Lemon Gem Marigold: Edible, nice fragrance, and long-lasting color. Brings lots of pollinators!

Nigella: Really cool striped seed pods after it is finished flowering.  Some people grow it just for the seed pods.  You can save the seeds for next year's plants, just wait until you hear them rattling around inside the pod.  Variety: Persian Violet (the kind I planted this year)

Perennials: 
(sow this year for flowers next season and continuing for years)

Liatris
Liatris or Gayfeather: Pink bottle-brush flower.  You can meadow sow it.  Really pretty!

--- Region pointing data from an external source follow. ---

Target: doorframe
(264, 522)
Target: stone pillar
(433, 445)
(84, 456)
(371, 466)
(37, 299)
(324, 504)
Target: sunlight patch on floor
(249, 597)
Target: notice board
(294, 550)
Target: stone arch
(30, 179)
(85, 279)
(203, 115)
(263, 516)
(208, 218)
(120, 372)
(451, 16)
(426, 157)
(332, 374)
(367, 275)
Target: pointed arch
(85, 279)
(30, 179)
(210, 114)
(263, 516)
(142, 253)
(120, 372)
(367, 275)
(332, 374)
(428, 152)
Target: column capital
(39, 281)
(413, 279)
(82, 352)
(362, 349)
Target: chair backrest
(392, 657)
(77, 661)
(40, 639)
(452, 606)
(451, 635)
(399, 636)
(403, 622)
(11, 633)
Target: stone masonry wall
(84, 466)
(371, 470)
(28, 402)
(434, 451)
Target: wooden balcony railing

Columbine: I know for a fact this comes back because I have some that leapt into a pot from my parents' house and returns every year.  Put out in the Fall, sometimes flowers more the first year, but it will self-seed for sure.  Varieties: Black Barlow

Echinacea or Purple Coneflower: Bees love this!  Don't get a hybrid variety of this, because they are not tall enough for cutting.  Varieties: Magnus, Ruby Star

Lupine: Deer-resistant Variety: Russell Blend (I think after 4+ pages of notes here, I was starting to get tired of writing.)

Foxglove: Will grow in the shade, sometimes out of nowhere (and as tall as me!) but poisonous to animals- so take care if you have pets.
Sea Holly

Sea Holly or Eryngium: This was one of the coolest flowers, so I saved it for last.  Thistle-looking plant.  Start it now, it will be best in the second or third year.